Sur le continent, les aéroports se livrent une concurrence féroce pour attirer les compagnies et les passagers. Et en août, Casablanca s'impose comme un acteur qui monte : sa croissance est plus rapide que celle des trois géants qui la devancent.
D'après les données du cabinet britannique OAG Aviation Worldwide, rapportées par Barlamane, l'aéroport Mohammed-V de Casablanca a programmé 800 000 sièges au départ pour le mois d'août. C'est le quatrième volume du continent. Il progresse de plus de 10 % par rapport à l'année précédente, un rythme supérieur à celui du Caire, d'Addis-Abeba et de Johannesbourg, qui pointent devant lui.

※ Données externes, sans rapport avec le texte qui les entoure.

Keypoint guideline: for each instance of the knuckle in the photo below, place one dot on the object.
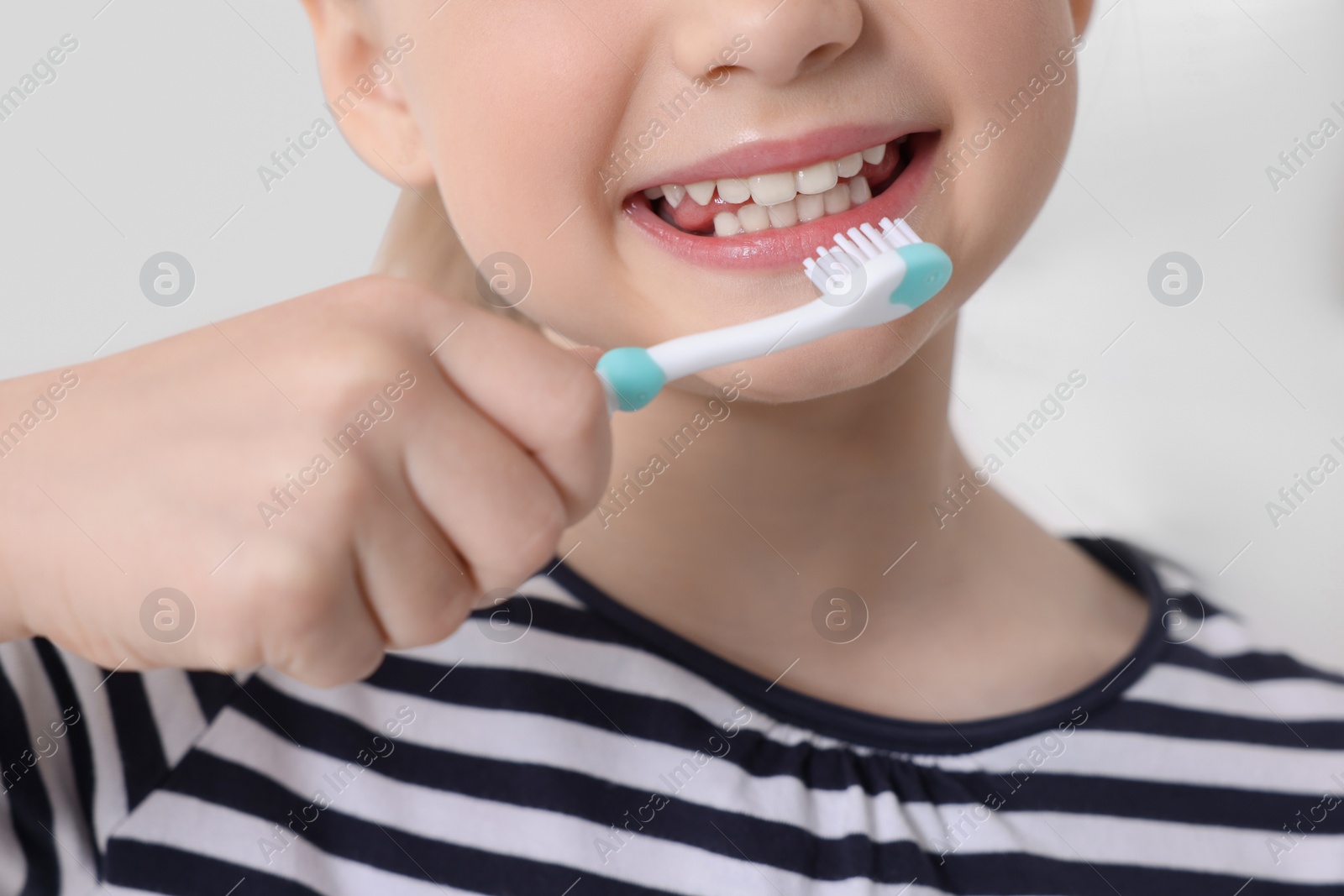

Ce classement mesure la capacité aérienne, c'est-à-dire le nombre de places proposées par les compagnies sur les vols au départ. Derrière les trois grands hubs, Casablanca se distingue comme la première plate-forme hors de ces carrefours majeurs, et la seule du Maghreb dans ce haut du tableau.
Mais tout n'est pas rose : l'écart qui sépare Casablanca de Johannesbourg, troisième, s'est creusé en un an, passant de 320 000 à 350 000 sièges. Pendant ce temps, c'est surtout Royal Air Maroc qui tire la croissance casablancaise, selon les données du cabinet.
Le Maroc, au niveau national, se place troisième marché africain avec 2,21 millions de sièges programmés, derrière l'Égypte et l'Afrique du Sud.
Des concurrents comme Alger, Nairobi ou Le Cap suivent de près, avec des volumes compris entre 530 000 et 680 000 sièges. Certains affichent même des croissances plus fortes, à l'image de Nairobi et Lagos, ce qui laisse entrevoir une concurrence accrue dans les années à venir.